Intenso contato
A pele é um órgão demasiadamente importante. Composta por três camadas, nos protege da entrada de bactérias e fungos, de ações mecânicas e químicas danosas e tudo aquilo que possa danificar nossos sistemas internos vitais, esses são como frágeis senhoras idosas protegidas do frio por grossas mantas.
Dentre suas funções, a mais fácil de se compreender pela a maioria dos seres humanos é a de proporcionar o sentido do tato. Ah, esse sentido maravilhoso ocorre por conta das terminações nervosas existentes na pele, que nos permitem sentir o calor, pressão, o movimento dos pelos, a dor e o toque.
Mas, se a epiderme nos protege de danos de causas materiais, são os receptores táteis que permitem a absorção de prazerosas, quando queridas, informações que são os abraços, cafunés, carinhos, massagens, beijos, carícias, cumprimentos dos mais variados, afagos e sem dúvidas as interações com as zonas que homenageiam o marido de Psiquê, essas últimas que existem apenas para proporcionar informações luxuriosamente prazerosas.
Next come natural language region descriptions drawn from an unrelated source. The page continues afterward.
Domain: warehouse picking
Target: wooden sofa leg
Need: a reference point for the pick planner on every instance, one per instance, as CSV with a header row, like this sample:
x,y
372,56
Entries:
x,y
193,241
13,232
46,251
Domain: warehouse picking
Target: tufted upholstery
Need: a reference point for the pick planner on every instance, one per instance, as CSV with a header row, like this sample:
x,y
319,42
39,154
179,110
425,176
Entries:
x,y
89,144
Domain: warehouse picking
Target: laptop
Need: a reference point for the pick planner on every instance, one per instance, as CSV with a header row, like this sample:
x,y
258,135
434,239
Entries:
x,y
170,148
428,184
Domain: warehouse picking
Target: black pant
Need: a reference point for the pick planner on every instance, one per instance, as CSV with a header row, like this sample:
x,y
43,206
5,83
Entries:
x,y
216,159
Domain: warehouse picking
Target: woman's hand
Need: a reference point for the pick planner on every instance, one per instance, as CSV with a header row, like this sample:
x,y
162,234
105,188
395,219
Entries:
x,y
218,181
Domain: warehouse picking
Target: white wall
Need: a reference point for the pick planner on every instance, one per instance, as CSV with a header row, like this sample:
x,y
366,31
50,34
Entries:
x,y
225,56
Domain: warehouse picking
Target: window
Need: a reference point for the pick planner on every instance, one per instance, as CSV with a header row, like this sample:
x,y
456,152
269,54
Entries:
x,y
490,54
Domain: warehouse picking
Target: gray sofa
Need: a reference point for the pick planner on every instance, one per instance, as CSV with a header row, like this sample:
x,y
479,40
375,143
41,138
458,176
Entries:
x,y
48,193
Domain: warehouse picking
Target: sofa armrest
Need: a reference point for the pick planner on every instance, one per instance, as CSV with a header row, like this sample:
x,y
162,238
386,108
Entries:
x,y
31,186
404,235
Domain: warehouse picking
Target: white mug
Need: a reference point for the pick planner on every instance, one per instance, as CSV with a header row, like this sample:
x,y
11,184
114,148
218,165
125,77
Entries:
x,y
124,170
Tudo isso faz com que sejam produzidos no corpo hormônios como dopamina e serotonina. Mas isso qualquer pessoa pode potencialmente proporcionar nas mesmas quantidades ou em variações próximas. Já para mim, nenhum toque supera o toque feito pela pessoa amada… e que te ama.
E aqui não faço distinção de algo casual e algo mais comprometido, por assim dizer. O importante é que você saiba que essa pessoa te deseja e que é desejada por você, só por esse motivo os hormônios já fazem festa! Mas é somente quando isso é somado ao prazer do toque que nos despimos de qualquer norma civilizatória e atendemos as calorosas demandas de nossos instintos. É mais intenso, é mais complexo e é mais bonito do que apenas um abraço dado por um completo desconhecido.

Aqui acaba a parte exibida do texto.